Pasta with Spinach Pesto Sauce

INGREDIENTS

* 1 tablespoon minced garlic
* 16 ounces fresh spinach, washed & chopped
* 6 ounces low-fat, firm silken tofu
* 2 tablespoons fresh lemon juice
* 1/8 cup low-sodium chicken broth
* 1/2 cup grated Parmesan cheese
* 1/2 teaspoon ground black pepper
* 1/2 cup diced red onion
* 1 teaspoon Italian seasoning
* 10 ounces fresh mushrooms, thinly sliced
* 6 ounces fresh sliced shiitake mushrooms
* 1/4 cup bacon bits
* 1 pound penne pasta


DIRECTIONS

* Cook the pasta according to package directions.
* While pasta is cooking, in food processor or blender, combine spinach, tofu, lemon juice, garlic, broth, cheese, pepper, and Italian seasoning, process until smooth.
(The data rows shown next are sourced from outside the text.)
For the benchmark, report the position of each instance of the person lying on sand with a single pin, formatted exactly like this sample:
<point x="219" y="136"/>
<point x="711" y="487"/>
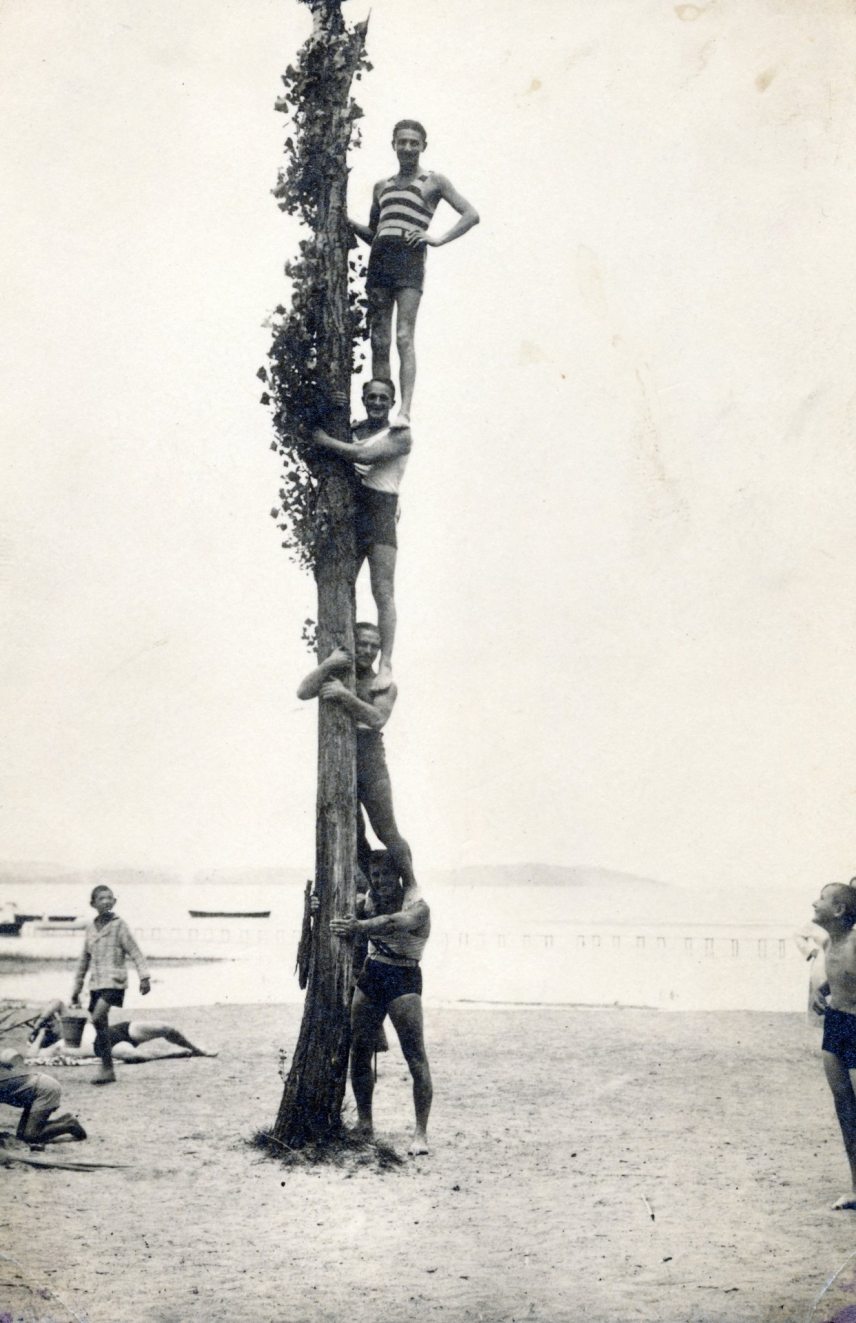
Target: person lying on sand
<point x="397" y="925"/>
<point x="835" y="912"/>
<point x="39" y="1097"/>
<point x="126" y="1037"/>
Set aside.
* Spray a large non-stick saute pan with cooking spray. Over medium heat, cook onions and mushrooms until tender. Reduce heat to low, add pesto mixture and heat until hot.
* Toss pasta with sauce &bacon bits. Serve with additional Parmesan cheese, if desired. Note that if sauce seems very thick, thin to desired consistency with pasta cooking water or broth.